Enough file tweaking for one day. Before we wrap up, I want to talk about the need for tweaking. Another way to look at it is this: how do you know that you might be hitting a kind of wall? One of the surest ways is simply to monitor your system's performance through the various tools your system already has. The most basic of these is a little program called uptime which most of us use to drive our Windows-using friends crazy. “Ah, I see that you've rebooted twice today already. Let me run uptime and see what I get.

   # uptime
    1:21pm  up 127 days,  6:02,  4 users,  load average: 0.31, 0.29, 0.26

”My, my, my. Would you look at that? 127 days, 6 hours and 2 minutes without a reboot.“

Before we get into too much trouble, let's see what else the program tells you. There are four users logged in. The load average is 0.31 over the last minute, 0.29 over the last 5 minutes and 0.26 over the last 15 minutes. Load average indicates roughly the number of processes in the CPU's run queue; that is, the number of processes active or waiting to execute. If it helps any, you might think of it as the number of patients in the waiting room to see the doctor.
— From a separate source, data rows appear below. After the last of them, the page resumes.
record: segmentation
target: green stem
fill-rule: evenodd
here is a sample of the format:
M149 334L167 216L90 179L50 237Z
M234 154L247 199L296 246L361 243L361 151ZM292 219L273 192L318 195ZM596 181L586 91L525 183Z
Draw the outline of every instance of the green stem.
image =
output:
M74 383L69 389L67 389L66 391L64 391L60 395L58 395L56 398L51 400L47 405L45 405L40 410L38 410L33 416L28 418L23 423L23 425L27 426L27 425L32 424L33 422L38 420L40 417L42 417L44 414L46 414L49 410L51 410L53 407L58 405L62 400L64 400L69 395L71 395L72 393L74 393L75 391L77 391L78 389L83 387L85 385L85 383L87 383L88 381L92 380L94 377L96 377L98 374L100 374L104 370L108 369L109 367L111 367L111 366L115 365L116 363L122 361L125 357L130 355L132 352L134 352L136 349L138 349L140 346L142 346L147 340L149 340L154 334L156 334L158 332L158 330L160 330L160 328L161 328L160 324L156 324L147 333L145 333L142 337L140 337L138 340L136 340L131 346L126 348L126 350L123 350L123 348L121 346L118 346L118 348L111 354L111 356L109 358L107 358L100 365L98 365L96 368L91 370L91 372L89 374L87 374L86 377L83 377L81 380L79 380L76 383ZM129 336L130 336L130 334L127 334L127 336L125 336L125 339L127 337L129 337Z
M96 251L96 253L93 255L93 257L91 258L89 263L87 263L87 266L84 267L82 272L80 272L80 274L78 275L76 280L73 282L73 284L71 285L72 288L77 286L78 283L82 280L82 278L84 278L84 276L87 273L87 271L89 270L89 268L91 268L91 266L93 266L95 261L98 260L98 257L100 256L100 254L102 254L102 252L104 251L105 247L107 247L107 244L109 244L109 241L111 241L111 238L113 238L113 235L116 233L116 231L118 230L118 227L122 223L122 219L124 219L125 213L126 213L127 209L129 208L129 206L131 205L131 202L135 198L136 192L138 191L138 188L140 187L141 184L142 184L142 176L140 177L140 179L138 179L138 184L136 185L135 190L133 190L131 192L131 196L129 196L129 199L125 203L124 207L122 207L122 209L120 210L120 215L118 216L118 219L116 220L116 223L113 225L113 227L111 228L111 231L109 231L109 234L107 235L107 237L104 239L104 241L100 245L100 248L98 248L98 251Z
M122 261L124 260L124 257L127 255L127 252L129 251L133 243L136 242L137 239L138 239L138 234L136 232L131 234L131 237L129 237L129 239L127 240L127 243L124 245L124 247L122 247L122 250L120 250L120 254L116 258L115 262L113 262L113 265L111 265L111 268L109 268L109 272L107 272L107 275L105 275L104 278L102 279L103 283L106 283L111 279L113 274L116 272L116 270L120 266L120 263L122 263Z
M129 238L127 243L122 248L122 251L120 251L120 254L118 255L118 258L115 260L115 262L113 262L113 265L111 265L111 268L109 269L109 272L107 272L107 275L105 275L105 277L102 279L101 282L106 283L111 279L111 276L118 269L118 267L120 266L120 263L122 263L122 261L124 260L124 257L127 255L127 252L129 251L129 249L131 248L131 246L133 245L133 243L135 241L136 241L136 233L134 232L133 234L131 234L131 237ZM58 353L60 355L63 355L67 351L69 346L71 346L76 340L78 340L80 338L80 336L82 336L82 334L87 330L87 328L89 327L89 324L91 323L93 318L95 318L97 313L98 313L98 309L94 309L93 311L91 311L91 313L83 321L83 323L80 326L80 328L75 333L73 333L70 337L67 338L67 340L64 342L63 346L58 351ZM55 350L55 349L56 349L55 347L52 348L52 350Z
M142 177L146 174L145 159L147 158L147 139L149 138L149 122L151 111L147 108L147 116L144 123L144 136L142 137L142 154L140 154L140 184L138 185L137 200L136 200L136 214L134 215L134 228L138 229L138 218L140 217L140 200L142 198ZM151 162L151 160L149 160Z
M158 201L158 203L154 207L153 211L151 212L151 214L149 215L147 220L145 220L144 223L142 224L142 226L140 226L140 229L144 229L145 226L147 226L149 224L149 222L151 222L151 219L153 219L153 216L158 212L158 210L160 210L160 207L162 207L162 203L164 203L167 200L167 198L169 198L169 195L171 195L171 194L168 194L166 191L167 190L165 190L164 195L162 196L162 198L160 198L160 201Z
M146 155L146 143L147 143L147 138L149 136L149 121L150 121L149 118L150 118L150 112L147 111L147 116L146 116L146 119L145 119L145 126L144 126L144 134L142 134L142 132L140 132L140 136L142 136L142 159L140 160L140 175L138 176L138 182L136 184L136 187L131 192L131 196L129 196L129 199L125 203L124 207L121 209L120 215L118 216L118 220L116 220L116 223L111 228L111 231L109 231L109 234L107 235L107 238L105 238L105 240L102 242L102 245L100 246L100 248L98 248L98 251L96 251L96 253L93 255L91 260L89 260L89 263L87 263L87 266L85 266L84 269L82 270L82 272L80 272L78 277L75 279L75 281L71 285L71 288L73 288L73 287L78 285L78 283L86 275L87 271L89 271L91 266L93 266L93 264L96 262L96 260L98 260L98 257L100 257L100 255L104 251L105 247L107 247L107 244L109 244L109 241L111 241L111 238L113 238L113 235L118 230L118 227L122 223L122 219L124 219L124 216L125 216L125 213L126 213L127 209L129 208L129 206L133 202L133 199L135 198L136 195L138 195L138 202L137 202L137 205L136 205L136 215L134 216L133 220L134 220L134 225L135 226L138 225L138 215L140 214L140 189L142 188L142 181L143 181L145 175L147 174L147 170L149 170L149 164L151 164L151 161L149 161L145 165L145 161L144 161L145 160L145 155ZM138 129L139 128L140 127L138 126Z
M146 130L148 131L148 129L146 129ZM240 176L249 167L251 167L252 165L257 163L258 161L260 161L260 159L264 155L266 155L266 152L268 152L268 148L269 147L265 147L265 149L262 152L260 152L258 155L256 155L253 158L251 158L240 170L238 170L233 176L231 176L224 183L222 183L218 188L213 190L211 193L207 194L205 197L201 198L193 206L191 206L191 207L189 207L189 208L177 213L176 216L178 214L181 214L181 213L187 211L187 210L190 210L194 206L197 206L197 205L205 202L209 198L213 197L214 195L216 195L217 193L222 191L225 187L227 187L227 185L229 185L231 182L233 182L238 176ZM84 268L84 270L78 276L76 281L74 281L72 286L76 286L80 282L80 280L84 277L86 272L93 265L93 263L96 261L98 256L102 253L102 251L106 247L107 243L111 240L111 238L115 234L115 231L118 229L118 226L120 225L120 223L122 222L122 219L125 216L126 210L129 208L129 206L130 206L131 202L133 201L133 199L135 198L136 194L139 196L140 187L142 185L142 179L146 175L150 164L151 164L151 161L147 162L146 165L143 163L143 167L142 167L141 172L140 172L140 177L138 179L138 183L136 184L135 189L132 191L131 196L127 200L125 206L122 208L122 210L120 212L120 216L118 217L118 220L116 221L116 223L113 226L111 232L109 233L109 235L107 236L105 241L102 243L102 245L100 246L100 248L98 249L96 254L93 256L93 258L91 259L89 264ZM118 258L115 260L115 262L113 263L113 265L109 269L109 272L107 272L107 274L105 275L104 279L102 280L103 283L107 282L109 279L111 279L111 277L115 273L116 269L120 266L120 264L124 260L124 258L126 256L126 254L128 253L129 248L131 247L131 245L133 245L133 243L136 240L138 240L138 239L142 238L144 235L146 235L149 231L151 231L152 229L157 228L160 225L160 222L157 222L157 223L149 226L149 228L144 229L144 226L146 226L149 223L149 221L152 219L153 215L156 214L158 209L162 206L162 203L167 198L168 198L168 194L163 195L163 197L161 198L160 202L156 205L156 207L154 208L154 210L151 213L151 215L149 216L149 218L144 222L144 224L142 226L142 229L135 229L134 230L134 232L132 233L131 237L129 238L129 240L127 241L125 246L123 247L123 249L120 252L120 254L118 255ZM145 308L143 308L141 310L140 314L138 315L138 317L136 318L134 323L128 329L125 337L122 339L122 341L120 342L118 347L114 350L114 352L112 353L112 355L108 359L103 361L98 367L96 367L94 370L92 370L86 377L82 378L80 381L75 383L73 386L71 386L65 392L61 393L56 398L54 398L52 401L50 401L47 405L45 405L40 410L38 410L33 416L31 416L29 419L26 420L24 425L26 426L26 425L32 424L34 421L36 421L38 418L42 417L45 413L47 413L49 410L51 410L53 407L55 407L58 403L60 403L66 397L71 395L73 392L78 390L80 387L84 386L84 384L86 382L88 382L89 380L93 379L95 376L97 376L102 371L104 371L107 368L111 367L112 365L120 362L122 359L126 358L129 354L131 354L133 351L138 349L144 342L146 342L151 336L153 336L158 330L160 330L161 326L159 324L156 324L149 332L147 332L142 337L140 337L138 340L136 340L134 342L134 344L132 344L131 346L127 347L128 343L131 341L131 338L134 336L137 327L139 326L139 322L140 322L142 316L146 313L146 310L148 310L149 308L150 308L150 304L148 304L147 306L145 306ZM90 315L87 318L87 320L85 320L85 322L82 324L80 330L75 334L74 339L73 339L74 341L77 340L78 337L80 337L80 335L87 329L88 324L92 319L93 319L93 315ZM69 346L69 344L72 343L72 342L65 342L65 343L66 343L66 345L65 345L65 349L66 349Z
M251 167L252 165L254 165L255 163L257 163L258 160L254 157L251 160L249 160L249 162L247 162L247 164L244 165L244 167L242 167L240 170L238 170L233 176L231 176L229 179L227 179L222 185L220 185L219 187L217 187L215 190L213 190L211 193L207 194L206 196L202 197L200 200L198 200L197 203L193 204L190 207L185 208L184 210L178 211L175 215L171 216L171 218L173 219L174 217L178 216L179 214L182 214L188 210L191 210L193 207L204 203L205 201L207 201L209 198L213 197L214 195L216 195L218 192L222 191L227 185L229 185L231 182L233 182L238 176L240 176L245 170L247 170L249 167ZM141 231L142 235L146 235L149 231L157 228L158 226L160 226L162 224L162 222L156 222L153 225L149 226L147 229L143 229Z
In this case, I had an average of one third of one process waiting to be dealt with. The higher the number for load average, the more likely your system is starting to suffer under an excessive load. As the saying goes, your mileage may vary, but I tend to think of anything under four as acceptable. Any higher and it starts feeling slow. I've seen systems running around 15 to 20 and let me tell you, it's ugly.

If those numbers are high, the very next question is ”Why?". Other questions follow. What is it that is holding things up? If I am running out of something, how do I know what that something is? And those are just the types of questions that I want to consider when next we meet here at the corner. Until then, give Tux a tweak. You both might enjoy it.